An article I’ve been waiting years for. Standout message:
We were so obsessed with our kids’ success that parenting turned into a form of product development. Parents demanded that nursery schools offer Mandarin, since it’s never too soon to prepare for the competition of a global economy. High school teachers received irate text messages from parents protesting an exam grade before class was even over; college deans described freshmen as “crispies,” who arrived at college already burned out, and “teacups,” who seemed ready to break at the tiniest stress.
My friend is a Kindergarten teacher and we were talking about this over dinner Saturday. We both work in academia, she at the secondary level, me at the post-secondary, and we both experience overparenting in our environments. Every summer and fall parents flood our campus with teenagers in tow visiting every department and collecting every brochure and booklet we print no matter how insignificant.
I believe a lot of this phenomenon results from the community nature of the internet that arose in the ’90s. Information is everywhere and it is instant and en masse. There are thousands of communities, blogs and Twitter lists directed at parenting issues, especially for mom’s. Every topic from knee scrapes to college tuition are discussed daily by thousands of people and while it beats the comparatively isolated environment my mother raised us in, it also can easily breed a lot of fear, competition and mixed messages.
Take food and diet for instance. A few weeks ago I stumbled upon a Twitter topic about healthy diets after watching Food Inc. Being in the agriculture industry I was initially impressed at how much the parents knew about what we do and how the industry worked, good and bad. It quickly went downhill when a popular mom blogger went off the deep end to say her kids had NEVER eaten a product containing GMO’s (Genetically Modified Organisms) and she couldn’t fathom how much guilt a parent must feel when they do. Ten more responses appeared agreeing almost instantly, although I could sense that they weren’t telling the truth and were just agreeing because they didn’t wan to be that parent. Deciding to stir the pot, I stated passively that as GMO label notifaction isn’t required in this country it’s impossible to know the absolute genetic content of our food and furthermore not all GMO’s are bad. I received messages for two weeks from angry parents saying they felt sorry for my children and might report me. The conversation eventually moved on to putting children on gluten-free diets even though they hadn’t yet shown signs of any allergy. It was starting to feel like Münchausens, so I bailed.
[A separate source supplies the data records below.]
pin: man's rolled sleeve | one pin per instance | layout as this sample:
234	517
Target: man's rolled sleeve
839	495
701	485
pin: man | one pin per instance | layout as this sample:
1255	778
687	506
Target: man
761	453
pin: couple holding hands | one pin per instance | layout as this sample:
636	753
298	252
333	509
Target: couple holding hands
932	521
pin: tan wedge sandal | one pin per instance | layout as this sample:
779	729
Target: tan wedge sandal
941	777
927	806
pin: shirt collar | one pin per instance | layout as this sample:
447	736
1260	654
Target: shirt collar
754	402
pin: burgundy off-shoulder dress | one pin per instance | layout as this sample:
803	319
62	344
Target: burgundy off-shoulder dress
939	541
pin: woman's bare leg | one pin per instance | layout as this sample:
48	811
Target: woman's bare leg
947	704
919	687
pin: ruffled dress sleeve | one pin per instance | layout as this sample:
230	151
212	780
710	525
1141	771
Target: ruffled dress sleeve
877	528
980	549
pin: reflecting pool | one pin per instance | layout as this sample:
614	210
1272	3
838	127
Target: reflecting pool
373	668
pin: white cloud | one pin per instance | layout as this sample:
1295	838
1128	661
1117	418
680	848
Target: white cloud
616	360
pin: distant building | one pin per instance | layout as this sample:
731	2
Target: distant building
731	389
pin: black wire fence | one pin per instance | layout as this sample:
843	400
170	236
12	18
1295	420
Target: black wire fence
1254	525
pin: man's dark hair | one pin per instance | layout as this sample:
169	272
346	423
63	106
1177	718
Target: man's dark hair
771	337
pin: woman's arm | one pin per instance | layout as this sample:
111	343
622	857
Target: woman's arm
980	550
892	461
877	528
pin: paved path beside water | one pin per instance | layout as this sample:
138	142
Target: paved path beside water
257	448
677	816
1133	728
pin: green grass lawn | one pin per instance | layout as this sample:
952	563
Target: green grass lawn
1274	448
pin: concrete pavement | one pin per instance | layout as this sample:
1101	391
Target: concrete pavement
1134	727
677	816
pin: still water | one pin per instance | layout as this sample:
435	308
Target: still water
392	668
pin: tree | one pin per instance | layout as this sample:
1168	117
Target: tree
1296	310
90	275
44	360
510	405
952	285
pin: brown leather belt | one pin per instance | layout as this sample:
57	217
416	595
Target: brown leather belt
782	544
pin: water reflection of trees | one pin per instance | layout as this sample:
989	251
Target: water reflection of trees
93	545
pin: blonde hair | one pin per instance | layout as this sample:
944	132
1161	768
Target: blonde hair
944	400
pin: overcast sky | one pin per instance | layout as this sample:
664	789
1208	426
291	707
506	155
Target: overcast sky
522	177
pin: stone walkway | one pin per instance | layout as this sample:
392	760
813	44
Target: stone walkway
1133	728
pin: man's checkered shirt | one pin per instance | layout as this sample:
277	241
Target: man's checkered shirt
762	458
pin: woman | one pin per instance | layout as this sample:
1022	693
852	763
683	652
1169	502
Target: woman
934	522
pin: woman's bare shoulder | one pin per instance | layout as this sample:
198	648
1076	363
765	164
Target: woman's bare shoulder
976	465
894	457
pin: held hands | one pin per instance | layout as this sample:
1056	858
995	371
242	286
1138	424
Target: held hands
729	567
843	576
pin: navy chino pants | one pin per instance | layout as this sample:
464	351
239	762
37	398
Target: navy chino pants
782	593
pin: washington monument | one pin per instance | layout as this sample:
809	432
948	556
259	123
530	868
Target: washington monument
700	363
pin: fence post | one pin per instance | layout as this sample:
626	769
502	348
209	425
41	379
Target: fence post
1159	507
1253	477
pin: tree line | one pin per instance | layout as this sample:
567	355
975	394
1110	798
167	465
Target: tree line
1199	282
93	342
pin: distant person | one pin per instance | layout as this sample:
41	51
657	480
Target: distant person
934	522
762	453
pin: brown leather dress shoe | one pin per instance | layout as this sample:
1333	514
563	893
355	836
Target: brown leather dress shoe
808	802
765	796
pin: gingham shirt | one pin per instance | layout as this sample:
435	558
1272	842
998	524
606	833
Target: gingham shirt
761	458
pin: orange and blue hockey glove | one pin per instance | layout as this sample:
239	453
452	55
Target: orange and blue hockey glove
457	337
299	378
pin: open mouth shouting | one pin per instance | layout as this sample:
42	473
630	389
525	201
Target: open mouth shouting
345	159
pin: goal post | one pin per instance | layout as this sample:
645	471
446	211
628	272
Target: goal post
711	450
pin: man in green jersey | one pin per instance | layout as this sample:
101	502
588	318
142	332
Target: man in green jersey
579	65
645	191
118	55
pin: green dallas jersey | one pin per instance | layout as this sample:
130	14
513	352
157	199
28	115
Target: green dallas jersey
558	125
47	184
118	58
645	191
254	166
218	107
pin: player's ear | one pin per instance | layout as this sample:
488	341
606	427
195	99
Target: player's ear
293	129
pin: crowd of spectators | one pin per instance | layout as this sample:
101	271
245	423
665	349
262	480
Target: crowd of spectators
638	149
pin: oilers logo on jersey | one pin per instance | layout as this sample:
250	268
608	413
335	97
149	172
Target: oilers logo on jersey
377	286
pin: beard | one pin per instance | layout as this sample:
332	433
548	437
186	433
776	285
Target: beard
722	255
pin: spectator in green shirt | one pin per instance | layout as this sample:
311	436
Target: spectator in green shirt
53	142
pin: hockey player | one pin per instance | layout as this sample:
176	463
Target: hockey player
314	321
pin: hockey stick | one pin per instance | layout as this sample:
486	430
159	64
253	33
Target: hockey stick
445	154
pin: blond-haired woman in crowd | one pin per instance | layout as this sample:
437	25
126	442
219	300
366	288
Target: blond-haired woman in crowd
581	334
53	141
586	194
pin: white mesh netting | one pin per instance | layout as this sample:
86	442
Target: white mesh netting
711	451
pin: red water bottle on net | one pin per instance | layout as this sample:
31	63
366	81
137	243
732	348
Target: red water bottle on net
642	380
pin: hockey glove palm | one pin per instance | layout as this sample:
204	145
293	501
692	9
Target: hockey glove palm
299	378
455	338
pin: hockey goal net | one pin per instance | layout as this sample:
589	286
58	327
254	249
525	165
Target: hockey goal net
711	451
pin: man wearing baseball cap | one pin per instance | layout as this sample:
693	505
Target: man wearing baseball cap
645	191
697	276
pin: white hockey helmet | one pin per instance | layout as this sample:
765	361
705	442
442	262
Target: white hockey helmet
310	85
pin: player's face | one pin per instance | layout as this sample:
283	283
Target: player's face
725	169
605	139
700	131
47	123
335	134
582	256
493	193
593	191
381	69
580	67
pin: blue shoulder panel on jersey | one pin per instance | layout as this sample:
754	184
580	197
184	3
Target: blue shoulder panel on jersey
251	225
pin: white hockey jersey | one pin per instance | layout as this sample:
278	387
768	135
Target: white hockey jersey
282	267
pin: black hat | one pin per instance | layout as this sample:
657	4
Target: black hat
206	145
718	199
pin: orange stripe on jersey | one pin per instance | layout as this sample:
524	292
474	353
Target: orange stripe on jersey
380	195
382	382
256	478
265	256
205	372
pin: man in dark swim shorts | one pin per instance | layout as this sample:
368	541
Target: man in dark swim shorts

I’m not saying I’m not without fault. I don’t even have children and sometimes am scolded for being a helicopter parent to my cats. Parenting is no easy feat, but I think people just need to forgive themselves and allow themselves to have fun with their kids and laugh. Neil cleaned a quarry’s worth of rocks in his mouth and I tried my first cigarette at eleven and we turned out all right, not to mention full of now funny and memorable stories of failure and trial. Like it or not, it is very true you remember these times more than the average or the uneventful.
What do you think of helicopter parents? Are you one? Think you’ll be one?